The aim of this thesis is to propose a model that explains the relationship between customer satisfaction, retention and loyalty based on service quality attributes. The three elements of satisfaction, retention and loyalty towards products represent ongoing challenges for the corporate financial performance. Customer behaviour analysis (known as business intelligence or customer relationship management) has become a major factor in the corporate decision making and strategic planning processes.

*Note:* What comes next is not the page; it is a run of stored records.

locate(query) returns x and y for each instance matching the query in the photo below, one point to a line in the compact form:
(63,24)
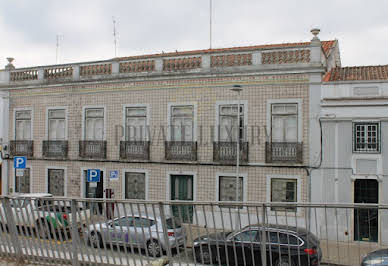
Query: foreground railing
(130,232)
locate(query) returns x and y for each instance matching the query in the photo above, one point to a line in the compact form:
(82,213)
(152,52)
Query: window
(22,182)
(284,122)
(228,122)
(283,190)
(246,236)
(56,124)
(182,123)
(56,182)
(366,137)
(94,124)
(135,185)
(227,188)
(135,123)
(23,125)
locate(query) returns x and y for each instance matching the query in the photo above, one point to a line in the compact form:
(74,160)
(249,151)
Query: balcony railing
(22,148)
(55,148)
(92,149)
(226,152)
(180,150)
(284,152)
(134,150)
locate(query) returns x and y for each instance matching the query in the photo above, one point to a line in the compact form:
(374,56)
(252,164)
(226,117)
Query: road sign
(93,175)
(19,162)
(114,174)
(19,172)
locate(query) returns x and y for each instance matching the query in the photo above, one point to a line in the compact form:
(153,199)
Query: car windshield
(173,223)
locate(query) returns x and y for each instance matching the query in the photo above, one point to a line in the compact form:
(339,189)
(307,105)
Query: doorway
(182,189)
(366,220)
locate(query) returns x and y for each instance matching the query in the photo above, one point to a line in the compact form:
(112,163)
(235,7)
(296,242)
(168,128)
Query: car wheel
(284,261)
(95,240)
(43,229)
(153,248)
(204,256)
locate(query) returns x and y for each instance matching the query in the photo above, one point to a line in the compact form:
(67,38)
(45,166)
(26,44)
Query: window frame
(140,171)
(84,109)
(169,118)
(244,104)
(48,109)
(354,137)
(31,119)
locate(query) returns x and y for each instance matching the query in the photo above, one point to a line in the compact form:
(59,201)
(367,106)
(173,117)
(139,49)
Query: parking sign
(93,175)
(19,162)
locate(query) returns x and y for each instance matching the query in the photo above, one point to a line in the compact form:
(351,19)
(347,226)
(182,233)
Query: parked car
(378,257)
(284,246)
(138,231)
(42,213)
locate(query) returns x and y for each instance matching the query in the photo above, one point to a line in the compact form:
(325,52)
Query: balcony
(283,152)
(55,148)
(226,152)
(134,150)
(92,149)
(180,150)
(22,148)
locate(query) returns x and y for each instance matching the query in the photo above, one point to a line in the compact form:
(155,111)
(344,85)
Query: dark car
(284,246)
(378,257)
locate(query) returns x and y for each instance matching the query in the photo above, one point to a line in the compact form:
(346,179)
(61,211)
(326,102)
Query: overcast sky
(28,28)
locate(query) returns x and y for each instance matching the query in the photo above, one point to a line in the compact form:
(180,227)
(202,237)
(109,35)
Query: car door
(245,247)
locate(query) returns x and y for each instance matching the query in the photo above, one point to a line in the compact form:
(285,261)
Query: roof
(326,46)
(357,73)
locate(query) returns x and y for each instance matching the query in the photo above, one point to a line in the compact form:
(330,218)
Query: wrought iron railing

Prevailing logic dictates that by improving service attributes one should expect better customer satisfaction levels. Consequently, improved satisfaction levels should increase the probability of customer retention and degree of loyalty. Substantial research work has been dedicated to explain the importance of customer behaviour measurement for industry. However, there is little evidence that there has been an overall integrating empirical research that relates the three elements of satisfaction, retention and loyalty with respect to service quality attributes. Empirical data collected from the UK mobile telecommunication for this research shows that such an objective model that is capable of capturing this three dimensional relationship will contribute towards more robust decision making and better strategic planning. The proposed thesis extracts the data about key service attributes from a combination of literature review, surveys, and interviews from the UK mobile telecommunication industry. Responses were analysed using multiple regression, regression analysis with dummy variables, logistic regression, logistic regression with dummy variables and structural equation modelling ( SEM) to test variables and their interrelationships.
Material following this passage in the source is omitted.